Sur la demande d’autorisation du syndicat requérant de procéder au désencombrement de l’appartement et du balcon de Madame [G] [S]
Le syndicat des copropriétaires « [Adresse 11] » sollicite l’autorisation de procéder lui-même à l’évacuation de l’appartement et du balcon de Madame [G] [F], dans l’hypothèse de la délivrance d’une sommation de faire demeurée vaine, à ses frais avancés, fondée sur les dispositions de l’article R.121-16 du code des procédures civiles d’exécution.
En vertu de ce texte, le juge de l’exécution peut se réserver de vérifier l’exécution de sa décision et prescrire, à cette fin, les mesures nécessaires.
Pour autant, cette disposition ne permet pas au juge de l’exécution de modifier la décision servant de fondement aux poursuites et les droits et obligations des parties en résultant. En effet, le juge de l’exécution ne peut ni modifier le dispositif de la décision de justice qui sert de fondement aux poursuites, ni en suspendre l’exécution.
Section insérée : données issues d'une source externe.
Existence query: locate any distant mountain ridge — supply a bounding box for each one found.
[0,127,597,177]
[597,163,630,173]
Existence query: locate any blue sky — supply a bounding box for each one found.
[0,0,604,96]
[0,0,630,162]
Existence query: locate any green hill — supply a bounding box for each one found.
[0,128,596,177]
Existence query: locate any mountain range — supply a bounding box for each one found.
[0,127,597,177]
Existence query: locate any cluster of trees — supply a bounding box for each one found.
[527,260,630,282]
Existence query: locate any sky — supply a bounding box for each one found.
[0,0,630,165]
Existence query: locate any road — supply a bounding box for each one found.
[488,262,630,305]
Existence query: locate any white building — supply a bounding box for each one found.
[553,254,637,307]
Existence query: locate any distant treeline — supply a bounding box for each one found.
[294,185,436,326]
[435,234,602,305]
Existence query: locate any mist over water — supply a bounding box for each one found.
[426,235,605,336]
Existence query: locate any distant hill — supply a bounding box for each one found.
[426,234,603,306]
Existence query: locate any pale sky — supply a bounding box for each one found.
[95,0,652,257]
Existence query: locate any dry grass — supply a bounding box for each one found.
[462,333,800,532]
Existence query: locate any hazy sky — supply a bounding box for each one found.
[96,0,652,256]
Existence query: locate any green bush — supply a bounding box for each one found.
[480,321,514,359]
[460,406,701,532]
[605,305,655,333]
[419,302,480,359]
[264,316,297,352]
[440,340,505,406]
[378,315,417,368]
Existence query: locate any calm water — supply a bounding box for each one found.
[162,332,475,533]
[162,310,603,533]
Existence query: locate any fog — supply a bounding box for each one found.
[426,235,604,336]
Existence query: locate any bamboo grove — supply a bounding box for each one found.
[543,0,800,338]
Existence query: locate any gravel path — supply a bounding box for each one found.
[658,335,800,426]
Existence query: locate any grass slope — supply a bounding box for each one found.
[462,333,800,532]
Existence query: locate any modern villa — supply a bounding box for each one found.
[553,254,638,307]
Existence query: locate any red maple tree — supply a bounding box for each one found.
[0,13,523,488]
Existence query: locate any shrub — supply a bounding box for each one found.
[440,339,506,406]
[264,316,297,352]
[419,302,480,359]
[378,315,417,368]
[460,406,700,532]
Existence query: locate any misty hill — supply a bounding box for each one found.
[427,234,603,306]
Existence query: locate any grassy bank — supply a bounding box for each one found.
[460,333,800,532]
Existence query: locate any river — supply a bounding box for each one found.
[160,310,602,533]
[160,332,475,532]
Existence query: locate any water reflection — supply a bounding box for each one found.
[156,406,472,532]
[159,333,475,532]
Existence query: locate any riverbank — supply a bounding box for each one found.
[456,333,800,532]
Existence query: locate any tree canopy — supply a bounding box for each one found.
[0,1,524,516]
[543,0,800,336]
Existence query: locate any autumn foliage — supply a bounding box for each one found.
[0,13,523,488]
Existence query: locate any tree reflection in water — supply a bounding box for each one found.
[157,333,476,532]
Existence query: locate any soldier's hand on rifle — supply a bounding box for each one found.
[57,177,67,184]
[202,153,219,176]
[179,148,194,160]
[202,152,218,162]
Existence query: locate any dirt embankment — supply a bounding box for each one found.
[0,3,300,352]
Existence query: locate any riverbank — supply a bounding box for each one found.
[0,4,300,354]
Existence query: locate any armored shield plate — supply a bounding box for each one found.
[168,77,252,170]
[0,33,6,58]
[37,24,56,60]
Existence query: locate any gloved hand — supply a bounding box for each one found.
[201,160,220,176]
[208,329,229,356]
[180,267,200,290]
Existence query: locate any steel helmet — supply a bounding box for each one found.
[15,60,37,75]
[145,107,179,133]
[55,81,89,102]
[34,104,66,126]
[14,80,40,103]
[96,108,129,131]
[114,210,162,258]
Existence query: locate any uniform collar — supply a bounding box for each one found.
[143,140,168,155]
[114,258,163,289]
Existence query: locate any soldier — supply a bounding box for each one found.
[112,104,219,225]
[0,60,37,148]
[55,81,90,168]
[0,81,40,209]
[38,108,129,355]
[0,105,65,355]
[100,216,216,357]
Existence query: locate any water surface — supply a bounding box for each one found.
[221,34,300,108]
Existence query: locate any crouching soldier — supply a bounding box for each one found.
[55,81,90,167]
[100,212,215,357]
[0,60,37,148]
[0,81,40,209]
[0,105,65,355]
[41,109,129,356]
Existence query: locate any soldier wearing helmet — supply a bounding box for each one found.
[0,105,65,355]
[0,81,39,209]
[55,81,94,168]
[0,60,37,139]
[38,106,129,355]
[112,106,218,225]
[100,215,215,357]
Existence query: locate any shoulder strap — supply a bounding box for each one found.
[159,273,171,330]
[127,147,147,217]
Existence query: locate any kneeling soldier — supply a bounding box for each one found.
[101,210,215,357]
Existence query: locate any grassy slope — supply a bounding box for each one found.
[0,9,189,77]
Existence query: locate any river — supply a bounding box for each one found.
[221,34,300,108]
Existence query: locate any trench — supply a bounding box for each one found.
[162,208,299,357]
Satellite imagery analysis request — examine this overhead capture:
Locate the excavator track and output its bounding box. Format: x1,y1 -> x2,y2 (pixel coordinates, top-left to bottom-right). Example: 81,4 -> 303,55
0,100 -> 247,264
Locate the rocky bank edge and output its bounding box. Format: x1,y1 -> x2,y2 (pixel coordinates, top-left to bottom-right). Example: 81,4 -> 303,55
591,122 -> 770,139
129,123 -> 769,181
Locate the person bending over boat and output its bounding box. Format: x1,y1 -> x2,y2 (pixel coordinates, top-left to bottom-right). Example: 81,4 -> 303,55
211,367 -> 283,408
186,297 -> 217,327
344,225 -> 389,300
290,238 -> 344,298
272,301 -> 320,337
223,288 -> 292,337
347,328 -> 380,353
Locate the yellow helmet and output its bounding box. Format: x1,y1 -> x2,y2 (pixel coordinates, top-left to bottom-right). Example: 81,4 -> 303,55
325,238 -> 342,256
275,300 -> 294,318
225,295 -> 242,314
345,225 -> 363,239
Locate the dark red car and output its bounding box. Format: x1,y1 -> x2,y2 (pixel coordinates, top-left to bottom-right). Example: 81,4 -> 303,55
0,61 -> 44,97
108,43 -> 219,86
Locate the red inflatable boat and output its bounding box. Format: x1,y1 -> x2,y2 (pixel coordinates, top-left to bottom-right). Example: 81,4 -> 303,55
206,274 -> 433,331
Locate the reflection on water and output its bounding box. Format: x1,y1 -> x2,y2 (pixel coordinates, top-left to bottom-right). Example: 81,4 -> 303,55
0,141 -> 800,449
Or, en l’espèce, le juge des référés, qui a constaté le trouble manifestement illicite et ordonné à Madame [F] de débarrasser son balcon et son appartement, n’a pas autorisé le syndicat à procéder lui-même à l’évacuation en cas de carence.
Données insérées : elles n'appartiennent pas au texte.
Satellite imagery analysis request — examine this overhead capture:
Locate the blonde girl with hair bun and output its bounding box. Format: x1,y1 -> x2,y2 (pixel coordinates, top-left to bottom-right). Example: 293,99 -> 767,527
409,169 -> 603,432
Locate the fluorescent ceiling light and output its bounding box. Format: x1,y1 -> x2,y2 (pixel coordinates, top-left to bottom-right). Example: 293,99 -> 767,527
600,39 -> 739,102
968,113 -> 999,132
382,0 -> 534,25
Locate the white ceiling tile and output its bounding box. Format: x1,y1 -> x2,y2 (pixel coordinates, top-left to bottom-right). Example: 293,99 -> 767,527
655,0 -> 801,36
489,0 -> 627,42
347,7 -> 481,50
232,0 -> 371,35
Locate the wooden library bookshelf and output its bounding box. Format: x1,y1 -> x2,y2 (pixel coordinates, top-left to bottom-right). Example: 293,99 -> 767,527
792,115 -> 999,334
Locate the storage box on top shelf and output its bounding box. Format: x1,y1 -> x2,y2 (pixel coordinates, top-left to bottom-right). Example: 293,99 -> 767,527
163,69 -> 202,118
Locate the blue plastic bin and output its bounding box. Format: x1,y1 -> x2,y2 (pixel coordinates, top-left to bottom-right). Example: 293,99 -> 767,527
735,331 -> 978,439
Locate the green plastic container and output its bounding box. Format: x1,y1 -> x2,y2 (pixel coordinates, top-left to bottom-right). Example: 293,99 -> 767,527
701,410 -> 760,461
La demande du syndicat des copropriétaires « [Adresse 11] » excède donc les attributions du juge de l’exécution et sera rejetée.
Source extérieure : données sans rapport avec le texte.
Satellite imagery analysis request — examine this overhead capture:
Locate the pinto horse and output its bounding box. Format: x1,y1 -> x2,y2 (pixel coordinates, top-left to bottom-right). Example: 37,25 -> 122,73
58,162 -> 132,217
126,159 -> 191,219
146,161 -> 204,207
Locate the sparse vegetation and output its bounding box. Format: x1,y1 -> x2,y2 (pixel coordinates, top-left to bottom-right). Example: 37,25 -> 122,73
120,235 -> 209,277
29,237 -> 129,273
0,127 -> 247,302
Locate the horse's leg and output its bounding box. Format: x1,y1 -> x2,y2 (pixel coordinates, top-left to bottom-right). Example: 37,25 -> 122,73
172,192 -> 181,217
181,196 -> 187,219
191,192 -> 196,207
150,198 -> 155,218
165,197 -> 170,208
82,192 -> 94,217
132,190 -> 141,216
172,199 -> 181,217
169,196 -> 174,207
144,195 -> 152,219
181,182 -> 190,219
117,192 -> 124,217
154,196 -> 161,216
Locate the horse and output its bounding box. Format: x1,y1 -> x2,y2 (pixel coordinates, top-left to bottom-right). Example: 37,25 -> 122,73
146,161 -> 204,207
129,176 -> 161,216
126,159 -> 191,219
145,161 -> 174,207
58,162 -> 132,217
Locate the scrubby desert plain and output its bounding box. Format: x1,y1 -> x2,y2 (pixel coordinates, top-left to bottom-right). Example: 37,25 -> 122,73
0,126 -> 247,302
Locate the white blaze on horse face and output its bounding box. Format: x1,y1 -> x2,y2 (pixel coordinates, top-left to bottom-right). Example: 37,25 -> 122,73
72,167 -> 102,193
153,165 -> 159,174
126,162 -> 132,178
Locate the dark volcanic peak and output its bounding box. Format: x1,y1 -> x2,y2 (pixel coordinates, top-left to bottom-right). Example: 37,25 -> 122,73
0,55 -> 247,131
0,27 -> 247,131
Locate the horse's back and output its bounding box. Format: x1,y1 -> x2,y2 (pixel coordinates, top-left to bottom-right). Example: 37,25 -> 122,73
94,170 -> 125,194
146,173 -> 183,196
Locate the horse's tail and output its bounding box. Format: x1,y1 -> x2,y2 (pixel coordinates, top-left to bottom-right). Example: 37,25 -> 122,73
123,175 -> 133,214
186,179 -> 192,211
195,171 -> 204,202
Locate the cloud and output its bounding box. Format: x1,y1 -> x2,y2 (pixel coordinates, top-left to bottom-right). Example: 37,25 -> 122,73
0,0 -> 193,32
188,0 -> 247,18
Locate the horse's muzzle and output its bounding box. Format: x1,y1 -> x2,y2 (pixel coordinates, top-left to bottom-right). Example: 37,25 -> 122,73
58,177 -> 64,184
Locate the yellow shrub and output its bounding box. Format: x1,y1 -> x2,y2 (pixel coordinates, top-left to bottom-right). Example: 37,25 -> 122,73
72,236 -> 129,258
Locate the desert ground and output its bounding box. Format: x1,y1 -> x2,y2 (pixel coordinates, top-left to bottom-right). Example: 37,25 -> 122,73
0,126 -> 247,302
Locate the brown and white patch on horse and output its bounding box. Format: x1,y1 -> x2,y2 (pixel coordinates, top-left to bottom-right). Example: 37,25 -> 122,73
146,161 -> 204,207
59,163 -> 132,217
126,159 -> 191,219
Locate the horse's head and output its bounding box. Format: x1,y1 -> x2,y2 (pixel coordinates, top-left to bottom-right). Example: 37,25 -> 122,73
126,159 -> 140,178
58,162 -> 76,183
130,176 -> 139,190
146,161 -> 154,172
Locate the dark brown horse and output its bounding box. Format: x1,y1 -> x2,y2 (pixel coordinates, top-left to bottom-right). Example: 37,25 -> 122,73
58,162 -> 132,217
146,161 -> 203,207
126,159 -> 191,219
Il lui appartiendra de mieux se pourvoir.
Sur les dépens et l’article 700 du code de procédure civile :
Madame [G] [F], succombant, supportera les dépens de la procédure, conformément aux dispositions de l’article 696 du code de procédure civile.
Madame [G] [F], tenue aux dépens, sera condamnée à payer au syndicat des copropriétaires [Adresse 8] Riou de l’Argentière une somme, qu’il paraît équitable d’évaluer à mille huit cents euros (1 800 €), au titre des frais irrépétibles qu’il a dû exposer pour la présente procédure.
Sur l’exécution provisoire :
En vertu de l’article R.121-21 du code des procédures civiles d’exécution, la décision du juge est exécutoire de plein droit par provision.
PAR CES MOTIFS,
Le juge de l’exécution, statuant par jugement réputé contradictoire et en premier ressort, prononcé par mise à disposition du public au greffe,
Liquide l’astreinte assortissant l’obligation faite à Madame [G] [F], par ordonnance de référé du 20 juillet 2023, de libérer son balcon et les parties communes de la copropriété [Adresse 11] des objets et encombrants déposés par ses soins, ordonnée par le juge de l’exécution du tribunal judiciaire de Grasse, dans son jugement en date du 21 octobre 2024, à la somme de vingt-sept mille trois cent euros (27 300 €) ;
Liquide l’astreinte assortissant l’obligation faite à Madame [G] [F], par ordonnance de référé du 20 juillet 2023, de libérer son appartement de ses encombrants afin de retrouver une libre circulation dans toutes les pièces de l’appartement et ses déchets et autres objets insalubres, afin de rétablir la sécurité sanitaire et faire cesser les nuisances olfactives, ordonnée par le juge de l’exécution du tribunal judiciaire de Grasse, dans son jugement en date du 21 octobre 2024, à la somme de vingt-sept mille trois cent euros (27 300 €) ;
Condamne, en conséquence, Madame [G] [F] à payer au syndicat des copropriétaires « [Adresse 10] l'[Adresse 6] », sis [Adresse 2], la somme totale de cinquante-quatre mille six cents euros (54 600€), au titre des astreintes ainsi liquidées ;
Déboute, en l’état, le syndicat des copropriétaires « [Adresse 11] » sis [Adresse 2] de ses demandes en fixation de nouvelles astreintes ;
Rejette, comme excédant les pouvoirs la présente juridiction, la demande du syndicat des copropriétaires « [Adresse 11] » sis [Adresse 2] tendant à être autorisé à procéder lui-même à l’évacuation de l’appartement et du balcon de Madame [G] [F], à ses frais avancés, en cas de défaillance de cette dernière ;
Le renvoie à mieux se pourvoir de ce chef ;
Condamne Madame [G] [F] à payer au syndicat des copropriétaires [Adresse 11], sis [Adresse 2] la somme de mille huit cents euros (1 800 €), au titre de l’article 700 du code de procédure civile ;
Condamne Madame [G] [F] aux dépens de la procédure ;
Rejette tous autres chefs de demandes ;
Rappelle que le présent jugement bénéficie de l’exécution provisoire de droit ;
Et le juge de l’exécution a signé avec le greffier ayant reçu la minute.